Distributed Tracing System - Scale and Constraints
Overview
A distributed tracing system at scale must handle the telemetry output of thousands of microservices, each generating spans for every request they process. The scale challenges are unique: write-heavy workloads with append-only semantics, time-bounded queries, and the need to reconstruct full request paths from individually reported spans. Systems like Jaeger at Uber, Zipkin at Twitter, and Datadog APM handle millions of spans per second in production.
Span Volume Estimation
Source Traffic Analysis
Infrastructure Assumptions:
- Microservices: 2,000 services in production
- Average requests per service: 500 req/sec
- Total system requests: 1,000,000 req/sec (with fan-out)
- Average spans per request: 8-12 (depth of call chain)
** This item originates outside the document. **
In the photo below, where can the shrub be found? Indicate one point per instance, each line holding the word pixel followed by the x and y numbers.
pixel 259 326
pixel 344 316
- Peak multiplier: 3x during traffic spikes
Span Generation Rate:
- Steady state: 1,000,000 req/sec × 10 spans/req = 10M spans/sec generated
- Peak: 30M spans/sec generated
- Daily total: 10M × 86,400 = 864 billion spans/day generatedSpan Size Breakdown
Minimal Span (structured binary, e.g., Thrift/Protobuf):
- trace_id: 16 bytes (128-bit)
- span_id: 8 bytes (64-bit)
- parent_span_id: 8 bytes
- operation_name: 50 bytes average
- service_name: 30 bytes average
- start_time: 8 bytes (epoch microseconds)
- duration: 8 bytes (microseconds)
- status/flags: 4 bytes
- Subtotal: ~132 bytes
Tags (key-value pairs, average 5 per span):
- http.method: 10 bytes
- http.status_code: 8 bytes
- http.url: 100 bytes
- peer.service: 30 bytes
- component: 20 bytes
- Subtotal: ~170 bytes
Logs/Events (average 1-2 per span):
- timestamp: 8 bytes
- event message: 100 bytes
- Subtotal: ~120 bytes
Process/Resource Info:
- hostname: 30 bytes
- ip: 15 bytes
- version: 20 bytes
- Subtotal: ~65 bytes
Total per span (binary): ~500 bytes
Total per span (JSON wire format): ~1.2 KB
Total per span (with request/response bodies): ~5 KB (when enabled)Trace Volume and Structure
Trace Characteristics
Trace Composition:
- Average spans per trace: 10
- Median spans per trace: 6
- P99 spans per trace: 50 (complex workflows)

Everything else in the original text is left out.